Neuromodulatory connectivity defines the structure of a behavioral neural network

  1. Feici Diao
  2. Amicia D Elliott
  3. Fengqiu Diao
  4. Sarav Shah
  5. Benjamin H White  Is a corresponding author
  1. National Institute of Mental Health, National Institutes of Health, United States
  2. National Institute of General Medical Sciences, National Institutes of Health, United States

Peer review process

This article was accepted for publication as part of eLife's original publishing model.

History

  1. Version of Record published
  2. Accepted Manuscript published
  3. Accepted
  4. Received

Decision letter

  1. Ronald L Calabrese
    Reviewing Editor; Emory University, United States

In the interests of transparency, eLife includes the editorial decision letter and accompanying author responses. A lightly edited version of the letter sent to the authors after peer review is shown, indicating the most substantive concerns; minor comments are not usually included.

Thank you for submitting your article "Neuromodulatory connectivity defines the structure of a behavioral neural network" for consideration by eLife. Your article has been reviewed by three peer reviewers, one of whom, Ronald L Calabrese (Reviewer #3), is a member of our Board of Reviewing Editors, and the evaluation has been overseen by Eve Marder as the Senior Editor. The following individual involved in review of your submission has agreed to reveal their identity: Michael E Adams (Reviewer #2).

The reviewers have discussed the reviews with one another and the Reviewing Editor has drafted this decision to help you prepare a revised submission.

Summary:

This is an elegant and informative study that advances our knowledge considerably regarding neuromodulatory regulation of the pupal ecdysis behavioral sequence in Drosophila melanogaster. The authors have capitalized on their earlier development of Trojan exon targeting of peptide receptors to identify neuronal targets of ETH, bursicon, and CCAP and ascertain their roles in each of the sequential behaviors. Using a combination of behavioral monitoring, calcium imaging, and selective activation of neuronal groups through expression of temperature sensitive TrpA1 and ATP/P2X2, they have identified layers (modular input, CPG, motor output) of circuit organization and how they interact to produce an innate sequence of behaviors. These findings have general relevance to our understanding of how multiple centrally patterned behaviors can be encoded by modulating the properties/connections of neural circuit(s). The work is nicely illustrated with exemplary data. The writing is clear and the Introduction in particular very scholarly.

Essential revisions:

1) The manuscript as written does not provide a clear description of the genotypes used in the experiments. This makes it difficult at times to gauge the quality of experimental controls. It is also a significant barrier to future replication of the experiments. Full genotypes, preferably using standard Drosophila genetic notation, should be included in the manuscript in a way that makes it easy for the reader to determine the precise genotypes used for each experiment. This is particularly pressing for the first P2X2 experiment shown in Figure 3, as it is not completely clear what the genotype of the control line is here (see point two below).
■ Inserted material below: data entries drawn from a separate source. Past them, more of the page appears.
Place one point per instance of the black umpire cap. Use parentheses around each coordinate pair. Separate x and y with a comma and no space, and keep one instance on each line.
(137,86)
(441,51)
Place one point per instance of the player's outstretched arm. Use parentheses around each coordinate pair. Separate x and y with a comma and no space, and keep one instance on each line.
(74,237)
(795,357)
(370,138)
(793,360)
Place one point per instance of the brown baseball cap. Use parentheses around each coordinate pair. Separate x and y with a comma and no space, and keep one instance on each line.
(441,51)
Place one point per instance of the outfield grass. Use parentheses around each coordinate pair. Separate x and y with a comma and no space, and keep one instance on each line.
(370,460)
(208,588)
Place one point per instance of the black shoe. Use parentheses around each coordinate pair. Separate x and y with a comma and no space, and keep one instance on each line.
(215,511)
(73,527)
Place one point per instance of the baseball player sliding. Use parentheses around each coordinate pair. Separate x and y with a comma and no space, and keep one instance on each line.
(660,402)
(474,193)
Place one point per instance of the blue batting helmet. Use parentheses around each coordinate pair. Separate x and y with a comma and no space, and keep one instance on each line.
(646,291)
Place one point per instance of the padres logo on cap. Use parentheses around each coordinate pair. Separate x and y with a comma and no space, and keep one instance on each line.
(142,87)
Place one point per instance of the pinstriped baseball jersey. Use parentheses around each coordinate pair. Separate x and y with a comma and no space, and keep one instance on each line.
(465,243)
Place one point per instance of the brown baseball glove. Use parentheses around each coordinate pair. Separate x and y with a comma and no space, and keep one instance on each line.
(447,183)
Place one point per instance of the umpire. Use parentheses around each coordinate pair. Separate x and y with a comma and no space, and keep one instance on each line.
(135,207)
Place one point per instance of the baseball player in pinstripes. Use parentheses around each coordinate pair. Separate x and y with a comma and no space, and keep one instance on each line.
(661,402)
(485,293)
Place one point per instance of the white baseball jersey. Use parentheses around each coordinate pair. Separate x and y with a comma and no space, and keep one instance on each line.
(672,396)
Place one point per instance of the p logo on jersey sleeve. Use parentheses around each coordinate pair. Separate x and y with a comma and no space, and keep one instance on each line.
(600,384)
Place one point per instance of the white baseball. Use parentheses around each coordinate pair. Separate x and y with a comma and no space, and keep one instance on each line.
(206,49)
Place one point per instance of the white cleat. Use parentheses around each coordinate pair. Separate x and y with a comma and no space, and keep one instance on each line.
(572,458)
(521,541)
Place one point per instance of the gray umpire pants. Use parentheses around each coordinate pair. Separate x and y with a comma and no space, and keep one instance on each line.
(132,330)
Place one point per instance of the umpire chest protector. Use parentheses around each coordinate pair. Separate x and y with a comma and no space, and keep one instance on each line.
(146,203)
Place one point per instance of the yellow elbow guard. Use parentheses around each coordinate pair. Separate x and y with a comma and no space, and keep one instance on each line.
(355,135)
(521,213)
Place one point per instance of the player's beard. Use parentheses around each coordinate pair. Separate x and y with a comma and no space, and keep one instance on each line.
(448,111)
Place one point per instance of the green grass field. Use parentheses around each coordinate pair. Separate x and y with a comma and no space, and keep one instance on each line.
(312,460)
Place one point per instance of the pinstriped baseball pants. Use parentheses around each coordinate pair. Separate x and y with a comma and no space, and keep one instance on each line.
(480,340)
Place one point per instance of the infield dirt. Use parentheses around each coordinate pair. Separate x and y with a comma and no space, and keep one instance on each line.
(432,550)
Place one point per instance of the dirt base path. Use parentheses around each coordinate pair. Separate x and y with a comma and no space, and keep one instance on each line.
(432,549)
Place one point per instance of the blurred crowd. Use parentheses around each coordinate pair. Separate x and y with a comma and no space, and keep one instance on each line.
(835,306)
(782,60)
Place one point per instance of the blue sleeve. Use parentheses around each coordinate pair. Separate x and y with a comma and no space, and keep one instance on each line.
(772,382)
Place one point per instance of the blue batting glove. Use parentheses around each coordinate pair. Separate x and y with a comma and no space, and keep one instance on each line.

2) The P2X2 functional connectivity experiments described appear to use inconsistent negative controls. In the first (Figure 3,) ATP is applied to preparations that lack P2X2 expression. In the second and third (Figures 5 and 6), the negative control is the same time-course imaging and genotype in the absence of ATP application. In order to fully control this experiment, it is important to apply ATP to a preparation that contains the P2X2 responder element without its genetic driver. This controls for both the potential effects of ATP application and for the possibility of leaky P2X2 expression that may occur independently of the genetic driver used in the experimental animals. It is not clear if this is the control used in Figure 3, but it seems clear that this was not what was done for Figures 5 and 6. The P2X2 controls are straightforward and critical. Now that this method has been used more extensively, it has become clear that leaky P2X2 can result in the direct ATP mediated excitation of the presumptive target. The authors need only repeat the ATP application experiments on genotypes that lack the driver for P2X2 Expression for last two P2X2 experiments. This would require no new reagents and would take about a month and a half, most of which would be waiting on the flies to eclose.

3) The level of quantification and analysis of the Ca-imaging time series is a bit disappointing. The authors seem to be focused on showing the match between neuronal activity, muscle activity, and behavior but miss the opportunity to provide in-depth analysis of the rhythms/patterns observed. Particularly for the data of Figures 5 and Figure 5—figure supplement 1 there is a missed opportunity to present neuronal phase data using modern phase analyses. The data of Figure 5—figure supplement 1 are used to justify the argument that the GPGs are multifunctional but the analyses are not deep. Several of the studies cited do provide such phase analyses, e.g. Briggman and Kristan, 2006; 2008, not just correlations, average behavior-phase durations and average frequencies. We ask that the authors consider expanding these analyses.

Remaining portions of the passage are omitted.